The Globalist’s Stephan Richter Captured the Silliness of American Foreign Policy — in Two Essays about the Ukrainian Situation — It May Be Impossible to Be too Cynical about the Money Driven Manipulation of US Leadership

© 2014 Peter Free

 

07 May 2014

 

 

My World War II father belonged to the last American generation that had leadership sense

 

Every generation since, including the Boomers, has been filled with self-important ignorami, who spend most of their time sucking up to aspects of the Military Industrial Complex and the oligarchy that goes with it.

 

Stephan Richter, editor of the The Globalist, hinted at this discouraging phenomenon in two recent essays:

 

 

Remember the “reset” with Russia?

 

In the foreign policy arena, nations ought to pursue their (long-term) interests.

 

Since it is inconceivable for this current American leadership – or pretty much any American leadership – to admit to strategic errors, the blame is laid at the feet of other nations.

 

[T]he blow-up in relations with Russia is reported (!) to be the Germans’ responsibility.

 

The trouble with such a stance is that most other nations are no longer able to make rhyme or reason out of U.S. foreign policy.

 

The only “pattern” to describe U.S. foreign policy is that it is always shaped by the latest fad Washington elites have seized upon in order to corral an increasingly dubious public into the U.S.’s never-ending series of ill-fated foreign policy adventures.

 

Afghanistan? Iraq? Egypt? Libya? Syria? Japan? Korea?

 

Under Bush or Obama, none can be called a success . . . .

 

Meanwhile, the hyperactivity syndrome in some of these arenas is curiously paired with a determined stance of complete inaction on other vital fronts, such as climate change.

 

© 2014 Stephan Richter, U.S.-Russia: Seeking Salvation in Sanctions, The Globalist (04 May 2014)

 

 

And this:

 

 

Elites on both sides of the Atlantic Ocean see the world of today in very different terms.

 

The Americans tell everyone in Europe that the entire continent — not just Ukraine, the Baltics or Poland — will eventually be steamrolled by a newly assertive Russia.

 

[T]he point is to turn the looming calamity into a sales opportunity. No wonder the Boeings, Lockheed Martins and other U.S. defense firms are eagerly supporting any American “strategist” or think tank who is keen to trumpet this message.

 

The Europeans, for their part, aren’t buying. They are under no illusion about what a crook Putin is.

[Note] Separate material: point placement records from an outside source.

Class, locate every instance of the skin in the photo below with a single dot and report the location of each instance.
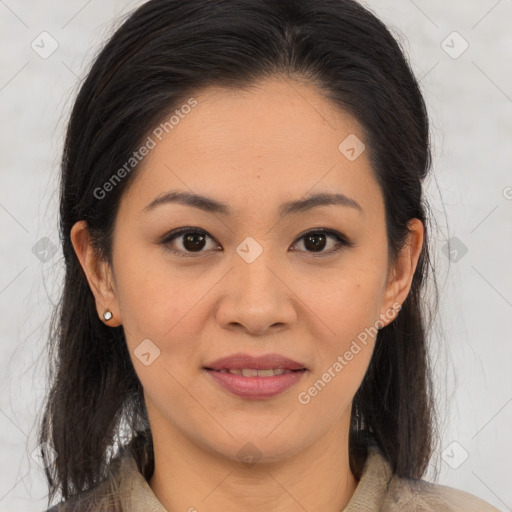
(253, 150)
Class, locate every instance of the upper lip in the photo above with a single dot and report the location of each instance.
(262, 362)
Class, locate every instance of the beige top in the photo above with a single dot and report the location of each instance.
(377, 491)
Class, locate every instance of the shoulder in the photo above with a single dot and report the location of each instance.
(422, 496)
(381, 490)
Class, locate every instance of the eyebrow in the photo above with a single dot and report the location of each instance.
(211, 205)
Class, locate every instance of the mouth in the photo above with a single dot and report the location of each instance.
(255, 384)
(254, 372)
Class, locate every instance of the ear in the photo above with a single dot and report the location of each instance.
(401, 274)
(98, 272)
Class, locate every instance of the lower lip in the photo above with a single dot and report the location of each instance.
(256, 387)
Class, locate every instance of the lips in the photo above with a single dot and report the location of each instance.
(247, 362)
(256, 377)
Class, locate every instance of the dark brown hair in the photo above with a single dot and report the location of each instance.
(165, 52)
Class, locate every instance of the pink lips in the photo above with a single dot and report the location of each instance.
(256, 387)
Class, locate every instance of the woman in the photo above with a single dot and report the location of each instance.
(243, 322)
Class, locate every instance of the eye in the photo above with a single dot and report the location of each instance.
(315, 241)
(193, 240)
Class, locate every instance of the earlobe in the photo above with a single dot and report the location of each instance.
(402, 273)
(98, 274)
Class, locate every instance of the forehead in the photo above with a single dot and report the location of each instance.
(272, 143)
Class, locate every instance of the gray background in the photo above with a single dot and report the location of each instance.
(469, 99)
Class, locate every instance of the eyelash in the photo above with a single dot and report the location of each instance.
(341, 239)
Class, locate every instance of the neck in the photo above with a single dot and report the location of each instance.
(189, 477)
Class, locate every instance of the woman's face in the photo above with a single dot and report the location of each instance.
(252, 281)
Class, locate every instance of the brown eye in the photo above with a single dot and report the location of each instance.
(317, 241)
(187, 240)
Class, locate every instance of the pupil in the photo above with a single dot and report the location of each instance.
(190, 241)
(315, 244)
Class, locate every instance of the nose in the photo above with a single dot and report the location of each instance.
(257, 297)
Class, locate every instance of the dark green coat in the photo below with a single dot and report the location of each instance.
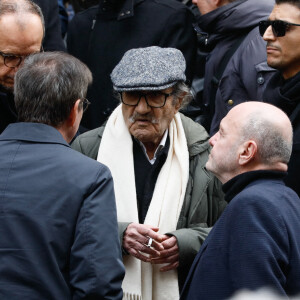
(204, 201)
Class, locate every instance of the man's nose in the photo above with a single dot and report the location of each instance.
(213, 139)
(269, 35)
(142, 106)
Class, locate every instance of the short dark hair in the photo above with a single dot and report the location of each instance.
(48, 85)
(19, 7)
(292, 2)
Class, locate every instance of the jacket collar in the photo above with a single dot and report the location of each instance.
(126, 10)
(33, 132)
(235, 185)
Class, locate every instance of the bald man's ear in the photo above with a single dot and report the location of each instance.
(247, 152)
(73, 114)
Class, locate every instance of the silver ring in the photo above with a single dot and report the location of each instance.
(149, 242)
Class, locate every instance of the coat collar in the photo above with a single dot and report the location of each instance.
(33, 132)
(235, 185)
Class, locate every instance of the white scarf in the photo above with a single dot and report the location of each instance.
(143, 280)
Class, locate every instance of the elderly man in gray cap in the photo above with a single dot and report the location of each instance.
(166, 200)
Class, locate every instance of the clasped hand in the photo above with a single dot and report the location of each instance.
(163, 250)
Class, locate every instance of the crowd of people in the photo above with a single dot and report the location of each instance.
(109, 190)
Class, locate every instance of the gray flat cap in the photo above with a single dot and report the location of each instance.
(151, 68)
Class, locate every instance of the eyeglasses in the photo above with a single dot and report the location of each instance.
(85, 104)
(153, 99)
(279, 27)
(12, 60)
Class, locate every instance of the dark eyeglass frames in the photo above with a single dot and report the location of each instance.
(153, 99)
(85, 104)
(12, 60)
(279, 27)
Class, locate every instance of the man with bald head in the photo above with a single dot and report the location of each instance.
(256, 241)
(21, 34)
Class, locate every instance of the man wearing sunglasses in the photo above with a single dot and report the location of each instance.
(21, 34)
(282, 34)
(165, 198)
(232, 34)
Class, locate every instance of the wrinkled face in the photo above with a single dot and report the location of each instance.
(205, 6)
(148, 124)
(284, 52)
(223, 159)
(18, 37)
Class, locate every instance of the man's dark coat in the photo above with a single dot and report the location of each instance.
(254, 244)
(58, 223)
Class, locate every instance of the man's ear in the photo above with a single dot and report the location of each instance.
(247, 152)
(74, 113)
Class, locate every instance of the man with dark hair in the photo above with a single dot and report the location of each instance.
(282, 34)
(100, 35)
(21, 34)
(165, 198)
(236, 68)
(256, 241)
(59, 237)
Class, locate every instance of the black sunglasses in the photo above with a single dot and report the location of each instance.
(279, 27)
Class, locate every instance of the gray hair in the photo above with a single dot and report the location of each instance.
(56, 81)
(21, 7)
(272, 145)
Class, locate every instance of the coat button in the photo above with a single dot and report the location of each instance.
(260, 80)
(230, 102)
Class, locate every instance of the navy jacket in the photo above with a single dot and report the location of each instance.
(58, 223)
(53, 40)
(247, 72)
(255, 243)
(100, 35)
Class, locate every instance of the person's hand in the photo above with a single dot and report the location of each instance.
(170, 254)
(136, 239)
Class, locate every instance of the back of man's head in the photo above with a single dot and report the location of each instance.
(47, 87)
(21, 7)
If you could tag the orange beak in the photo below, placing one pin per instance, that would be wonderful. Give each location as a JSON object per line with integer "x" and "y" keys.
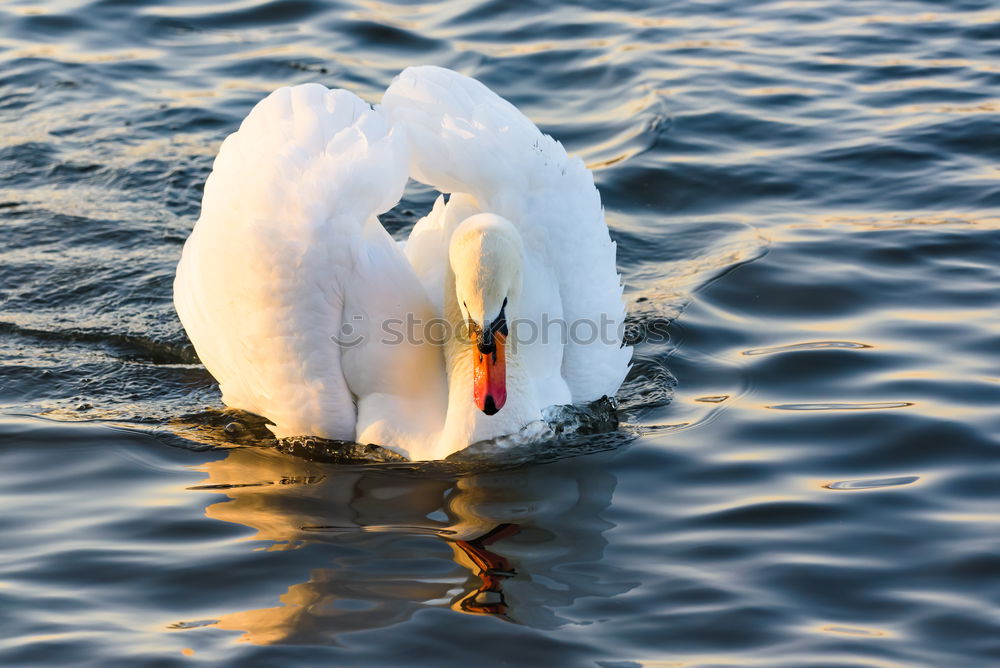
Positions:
{"x": 489, "y": 375}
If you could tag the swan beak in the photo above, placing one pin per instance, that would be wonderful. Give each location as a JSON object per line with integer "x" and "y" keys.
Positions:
{"x": 489, "y": 375}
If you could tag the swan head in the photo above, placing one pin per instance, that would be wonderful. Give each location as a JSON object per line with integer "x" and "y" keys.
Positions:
{"x": 486, "y": 254}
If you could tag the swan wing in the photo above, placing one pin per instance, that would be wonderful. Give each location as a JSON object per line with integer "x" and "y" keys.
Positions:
{"x": 466, "y": 140}
{"x": 287, "y": 272}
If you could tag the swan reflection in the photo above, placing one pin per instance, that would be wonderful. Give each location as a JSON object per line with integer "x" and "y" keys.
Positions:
{"x": 520, "y": 545}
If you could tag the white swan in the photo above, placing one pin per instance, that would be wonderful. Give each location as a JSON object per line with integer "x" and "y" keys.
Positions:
{"x": 299, "y": 302}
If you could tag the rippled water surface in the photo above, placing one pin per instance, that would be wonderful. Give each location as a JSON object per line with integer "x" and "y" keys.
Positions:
{"x": 806, "y": 198}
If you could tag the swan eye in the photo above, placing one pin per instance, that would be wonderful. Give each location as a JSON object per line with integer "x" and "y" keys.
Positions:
{"x": 500, "y": 324}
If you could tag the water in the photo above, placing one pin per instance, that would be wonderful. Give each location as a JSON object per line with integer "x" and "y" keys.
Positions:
{"x": 806, "y": 199}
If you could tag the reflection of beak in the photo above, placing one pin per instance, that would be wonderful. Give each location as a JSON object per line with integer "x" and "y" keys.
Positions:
{"x": 489, "y": 375}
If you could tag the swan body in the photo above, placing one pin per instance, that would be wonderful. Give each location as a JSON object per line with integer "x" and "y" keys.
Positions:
{"x": 308, "y": 313}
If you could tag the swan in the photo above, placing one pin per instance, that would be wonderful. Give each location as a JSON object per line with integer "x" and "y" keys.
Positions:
{"x": 503, "y": 301}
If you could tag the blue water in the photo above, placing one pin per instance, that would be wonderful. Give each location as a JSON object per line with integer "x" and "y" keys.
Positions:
{"x": 806, "y": 198}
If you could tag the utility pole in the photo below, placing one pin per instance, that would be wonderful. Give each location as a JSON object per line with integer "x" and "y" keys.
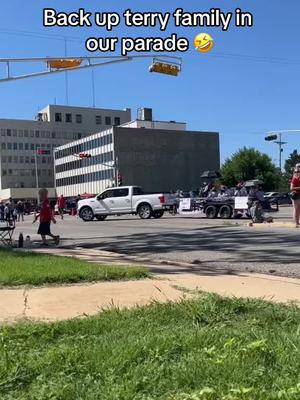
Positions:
{"x": 66, "y": 75}
{"x": 37, "y": 175}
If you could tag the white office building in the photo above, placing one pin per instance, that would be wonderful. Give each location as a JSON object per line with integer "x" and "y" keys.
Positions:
{"x": 53, "y": 126}
{"x": 157, "y": 155}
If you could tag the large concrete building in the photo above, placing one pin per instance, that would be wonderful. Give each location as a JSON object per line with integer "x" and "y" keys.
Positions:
{"x": 54, "y": 126}
{"x": 159, "y": 156}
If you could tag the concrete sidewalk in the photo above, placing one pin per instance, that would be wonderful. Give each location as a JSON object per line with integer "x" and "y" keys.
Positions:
{"x": 65, "y": 302}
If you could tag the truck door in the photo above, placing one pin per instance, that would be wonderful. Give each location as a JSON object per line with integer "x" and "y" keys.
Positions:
{"x": 114, "y": 201}
{"x": 121, "y": 201}
{"x": 105, "y": 202}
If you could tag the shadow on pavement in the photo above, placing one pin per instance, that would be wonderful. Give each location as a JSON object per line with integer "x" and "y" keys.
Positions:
{"x": 229, "y": 245}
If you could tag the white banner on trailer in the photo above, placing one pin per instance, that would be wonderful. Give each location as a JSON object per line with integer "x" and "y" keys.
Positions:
{"x": 185, "y": 204}
{"x": 241, "y": 203}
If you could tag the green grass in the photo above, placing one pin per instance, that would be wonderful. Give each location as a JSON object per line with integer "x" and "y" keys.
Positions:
{"x": 209, "y": 348}
{"x": 20, "y": 268}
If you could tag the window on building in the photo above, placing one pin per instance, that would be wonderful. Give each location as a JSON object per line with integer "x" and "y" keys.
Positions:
{"x": 79, "y": 118}
{"x": 58, "y": 117}
{"x": 117, "y": 121}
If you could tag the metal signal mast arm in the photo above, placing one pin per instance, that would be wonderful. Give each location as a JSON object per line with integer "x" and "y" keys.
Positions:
{"x": 169, "y": 65}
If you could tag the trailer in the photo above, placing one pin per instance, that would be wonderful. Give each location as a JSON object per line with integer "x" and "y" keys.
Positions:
{"x": 235, "y": 207}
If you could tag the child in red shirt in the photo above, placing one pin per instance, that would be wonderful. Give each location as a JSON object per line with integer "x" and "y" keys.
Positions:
{"x": 295, "y": 188}
{"x": 46, "y": 216}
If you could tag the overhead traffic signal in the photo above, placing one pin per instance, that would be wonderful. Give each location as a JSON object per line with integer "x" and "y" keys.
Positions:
{"x": 166, "y": 68}
{"x": 271, "y": 137}
{"x": 84, "y": 155}
{"x": 120, "y": 180}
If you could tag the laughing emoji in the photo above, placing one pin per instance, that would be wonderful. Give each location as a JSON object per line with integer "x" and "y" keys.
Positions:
{"x": 203, "y": 42}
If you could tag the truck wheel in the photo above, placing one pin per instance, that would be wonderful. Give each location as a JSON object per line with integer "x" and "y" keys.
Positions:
{"x": 211, "y": 212}
{"x": 158, "y": 214}
{"x": 144, "y": 211}
{"x": 101, "y": 217}
{"x": 86, "y": 214}
{"x": 225, "y": 212}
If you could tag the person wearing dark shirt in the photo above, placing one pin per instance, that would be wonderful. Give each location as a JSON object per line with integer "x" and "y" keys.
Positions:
{"x": 46, "y": 216}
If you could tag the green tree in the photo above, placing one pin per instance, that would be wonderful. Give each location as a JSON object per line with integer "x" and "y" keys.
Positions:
{"x": 294, "y": 158}
{"x": 248, "y": 163}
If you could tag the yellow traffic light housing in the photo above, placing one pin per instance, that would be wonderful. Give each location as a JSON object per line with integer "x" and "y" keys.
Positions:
{"x": 165, "y": 67}
{"x": 64, "y": 63}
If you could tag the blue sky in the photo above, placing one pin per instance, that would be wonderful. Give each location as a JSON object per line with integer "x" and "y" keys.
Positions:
{"x": 239, "y": 95}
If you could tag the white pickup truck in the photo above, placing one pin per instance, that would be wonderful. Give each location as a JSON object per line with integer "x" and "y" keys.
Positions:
{"x": 124, "y": 200}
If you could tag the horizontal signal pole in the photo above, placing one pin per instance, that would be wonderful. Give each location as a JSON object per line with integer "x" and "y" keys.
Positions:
{"x": 55, "y": 65}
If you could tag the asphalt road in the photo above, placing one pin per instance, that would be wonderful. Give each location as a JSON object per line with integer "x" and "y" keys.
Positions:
{"x": 213, "y": 245}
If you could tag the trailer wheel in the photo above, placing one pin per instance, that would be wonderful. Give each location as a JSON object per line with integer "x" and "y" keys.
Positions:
{"x": 158, "y": 214}
{"x": 144, "y": 211}
{"x": 86, "y": 214}
{"x": 225, "y": 212}
{"x": 211, "y": 212}
{"x": 101, "y": 217}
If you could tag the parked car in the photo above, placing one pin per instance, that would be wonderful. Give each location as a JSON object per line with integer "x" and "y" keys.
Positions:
{"x": 125, "y": 200}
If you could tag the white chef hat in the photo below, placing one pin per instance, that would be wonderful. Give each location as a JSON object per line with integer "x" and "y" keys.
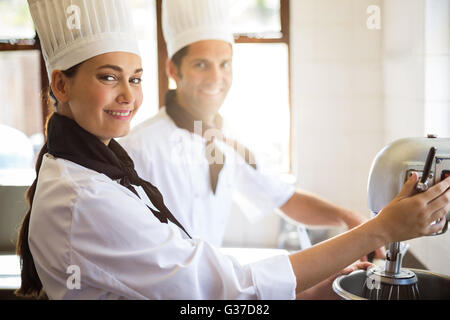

But they seriously doubt that the Russians are going to pursue an offensive strategy beyond their own immediate neighbors.

 

To the Americans’ great chagrin, the Europeans are not fixated on funding their armies — but their pensions.

 

Facing such unresponsiveness, American strategists are trying desperately to up the ante.

 

What will Europe do, they ask, if the North Koreans undertake a nuclear strike on South Korea, the Chinese move on the Senkaku islands and Saudi Arabia engages in a war with Iran? Will it wake up then?

 

To which the Europeans’ response is the one feature they have by now readily adopted from Britain – the mindset to “keep calm and carry on” even when faced with a real crisis.

 

© 2014 Stephan Richter, The Transatlantic World is Falling Apart, The Globalist (02 May 2014)

 

 

Yes, indeed

 

As I have written, Russia today is doing no more than regionally dominant powers do around their borders, especially when pressed by the provocative steps their purported adversaries have taken to encroach thereon.

 

Europeans appear to recognize the permanent dynamism of human affairs, given that it harmonizes with European history going back to the beginning of recorded time.  There is no point in getting intemperately excited, when one of the world’s larger bears decides to nibble on nearby beehives.  Such usually limited movements are all part of the global ecology.

 

Americans, on the other hand, ignorantly and thoughtlessly succumb to paranoia that enriches our Military Industrial Complex. It is fun to catastrophize even mild events and ignore the more subtly major ones that potentially will suck us to the bottom of the marsh.  Like, from my perspective, our increasingly crappy national infrastructure.

 

 

The moral? — Greedily ignorant America is losing its way as a symbol of greatness

 

My dad’s generation was the last one that solidly stood for measured sense in foreign affairs.  Since then, we have sold out to the fear-based foolishness that enriches the Military Industrial Complex and the oligarchy that goes with it.

 

As Stephan Richter opines, Europe appears not to be buying our BS any longer.  So, who are the grownups in the room?